Original link http://yamlb.wordpress.com/2006/04/24/3-debates-about-machine-learning/
Date 2006-04-24
Status publish
vapnik

Generally speaking machine learning research aims at designing machine or agents that learns from experience, that performs better days after days. It involves the capacity of memorising information and also the capacity of generalising it in order to predict what decision to take in front of a new situation.In this scope, probabilities are often used by researchers, mainly for 2 different purposes:

1 - Analysing the performances of learning algorithms, (ex: how often it takes good decisions on a bentchmark set)
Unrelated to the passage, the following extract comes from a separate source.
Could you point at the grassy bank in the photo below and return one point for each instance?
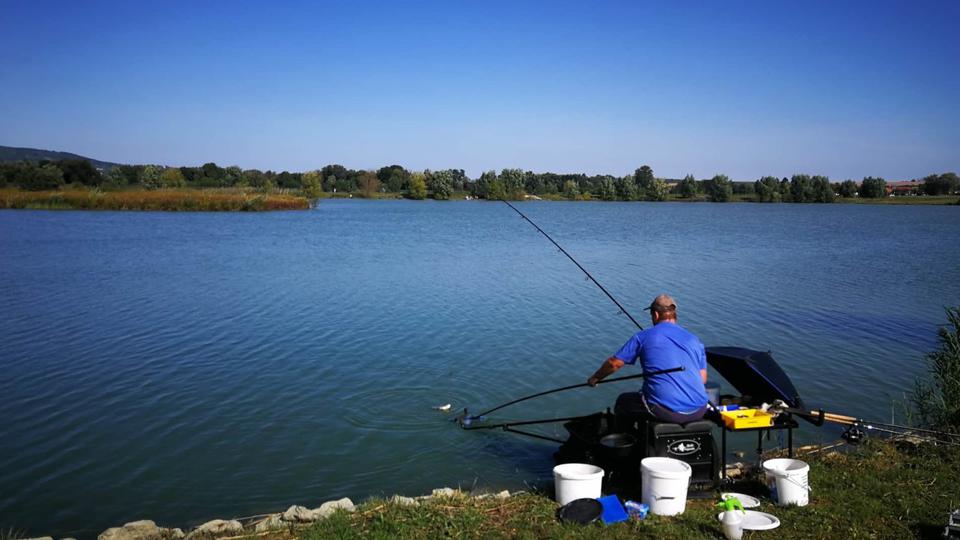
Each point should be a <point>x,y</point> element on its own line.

2 - Or we can use probabilities and probabilty rules as the way the agent represents its knowledge on the world (“probabilty as logic”)
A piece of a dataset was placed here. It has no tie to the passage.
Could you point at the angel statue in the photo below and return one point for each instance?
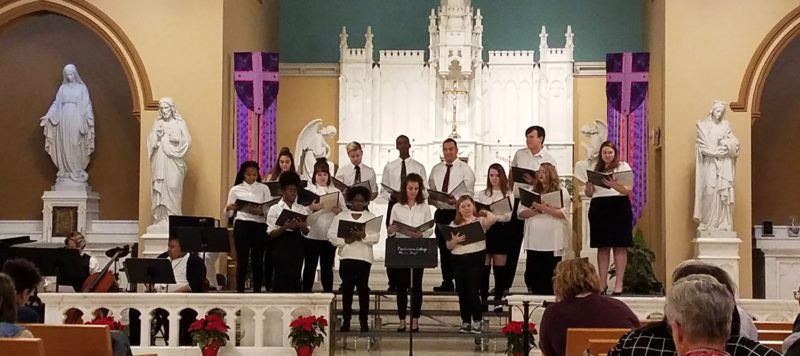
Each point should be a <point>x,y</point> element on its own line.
<point>596,134</point>
<point>311,145</point>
    Those two applications are compatible, and both imply that probability is an important notion for machine learning. But the use of probability raises some debates,a t different levels. Here are 3 of them:

    1. Vapnik or Bayes ? Over simplifing, Vapnik learning theory aims at minimizing the probability of making bad decision in the future. But it doen't recommand a special "technology" for the algorithm itself. The most common incarnation of this theory are SVM, which tries to maximise a margin, ie to maximise a generalisation abiltity, but which rely upon hard bondaries. On the other hand bayesian learning systems are using probabilities as the core of knowledge representation.
    2. Frequencies or degree of belief ? See previous posts. Is it better to interpret probability as an agent degree of belief, or as the limit of frequency in reapeted trials ? The bayesian point of vue, involving an agent, seems to be practical for machine learning.
    3. Subjective or objective bayesianism ? This is a debate among bayesians. For them, choosing a prior is difficult problem. A lot of methods have been proposed and this is the subject of a huge litterature. But a question divides the community: Will two agents with the same information choose the same prior ? Objective bayesians think that it's the case, that there exist a best unik prior for each problem/knowledge. On the contrary, subjectivists are saying that the choice of a prior is a matter of convention, it's upon the agent to choose a prior in the set of priors compatible with its knowledge. This debate espacially arise when the prior has to be "non informative". Almost everybody agree that "knowing nothing", "non informativeness" don't make any sense. Subjectivists assert that one can only provide "reference", "defaults" priors which can help, and that no one can define a "best" prior.

    Personally, at present day, I think that those debates are relevant, that those approches are different, even if there are some links. Due to my reading, I’d prefer Bayes over Vapnik, beliefs over frequencies and subjectivity over objectivity.